Amicus Begins Rolling FDA Submission to Advance AT-GAA Therapy for LOPD
Amicus Therapeutics is seeking U.S. approval of AT-GAA, its investigational therapy for late-onset Pompe disease.
The company has begun a rolling submission of a biologics license application (BLA) to the U.S. Food and Drug Administration (FDA). This allows Amicus to submit individual sections of the application as soon they are completed, rather than waiting to submit the entire document at once. The FDA had agreed to the rolling BLA for AT-GAA earlier this year.
“This submission represents a major milestone for Amicus and the entire Pompe community. The rolling BLA for this investigational therapy supports our belief in the significant unmet need in Pompe disease and further supports our strategy to advance AT-GAA as quickly as possible,” John F. Crowley, Amicus’ chairman and CEO, said in a press release.
AT-GAA is a two-component therapy comprised of a lab-made form of the enzyme acid alpha-glucosidase (GAA) — called cipaglucosidase alfa — given in combination with miglustat to increase its stability. GAA is faulty in people with Pompe and leads to the accumulation of glycogen in cells.
Notably, miglustat, sold under the brand name Zavesca, is a therapy used for Gaucher disease.
The submitted BLA is for the non-clinical component of the cipaglucosidase alfa. Amicus is on track to submit the additional components — namely the chemistry, manufacturing, and controls component, as well as the clinical module — in the first half of 2021.

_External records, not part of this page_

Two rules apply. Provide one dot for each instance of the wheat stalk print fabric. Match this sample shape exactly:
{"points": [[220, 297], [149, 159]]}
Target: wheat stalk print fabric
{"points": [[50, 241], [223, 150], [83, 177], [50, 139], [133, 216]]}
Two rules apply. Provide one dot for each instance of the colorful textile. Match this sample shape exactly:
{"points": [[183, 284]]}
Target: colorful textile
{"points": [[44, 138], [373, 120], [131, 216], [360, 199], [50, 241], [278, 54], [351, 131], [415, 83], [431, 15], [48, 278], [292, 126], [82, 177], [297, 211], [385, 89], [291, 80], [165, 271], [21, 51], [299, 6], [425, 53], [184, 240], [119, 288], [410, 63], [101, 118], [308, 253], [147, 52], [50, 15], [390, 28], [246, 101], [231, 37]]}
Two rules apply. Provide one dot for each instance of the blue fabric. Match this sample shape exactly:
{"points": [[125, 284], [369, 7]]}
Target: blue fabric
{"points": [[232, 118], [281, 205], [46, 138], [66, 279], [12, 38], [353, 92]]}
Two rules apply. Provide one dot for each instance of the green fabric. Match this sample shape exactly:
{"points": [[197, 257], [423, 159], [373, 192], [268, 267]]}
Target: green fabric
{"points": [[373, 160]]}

The company stresses that cipaglucosidase alfa is to be used with miglustat, which will be filed independently yet in parallel with the remainder BLA for cipaglucosidase alfa.
Results from a Phase 1/2 ATB200-02 trial (NCT02675465) showed that a two-year treatment with AT-GAA led to improvements in the muscle strength and motor function of Pompe patients. In addition, lung function remained stable or improved, while markers of muscle damage in Pompe disease were reduced.
Based on ATB200-02’s results, the FDA granted breakthrough therapy designation to AT-GAA for the treatment of late-onset Pompe. That designation is intended to expedite the development and review of medications for serious or life-threatening conditions.
Top-line data from the Phase 3 PROPEL trial (NCT03729362), comparing AT-GAA to the enzyme replacement therapy alglucosidase alfa (marketed as Lumizyme in the U.S.) are expected in the first half of next year.
“Today’s announcement, along with prior designations granted by regulatory agencies and the growing body of clinical data continue to support our belief that AT-GAA has the potential to become the new standard of care for individuals living with Pompe disease,” Crowley said.
“This submission puts us all one step closer to this goal,” he said.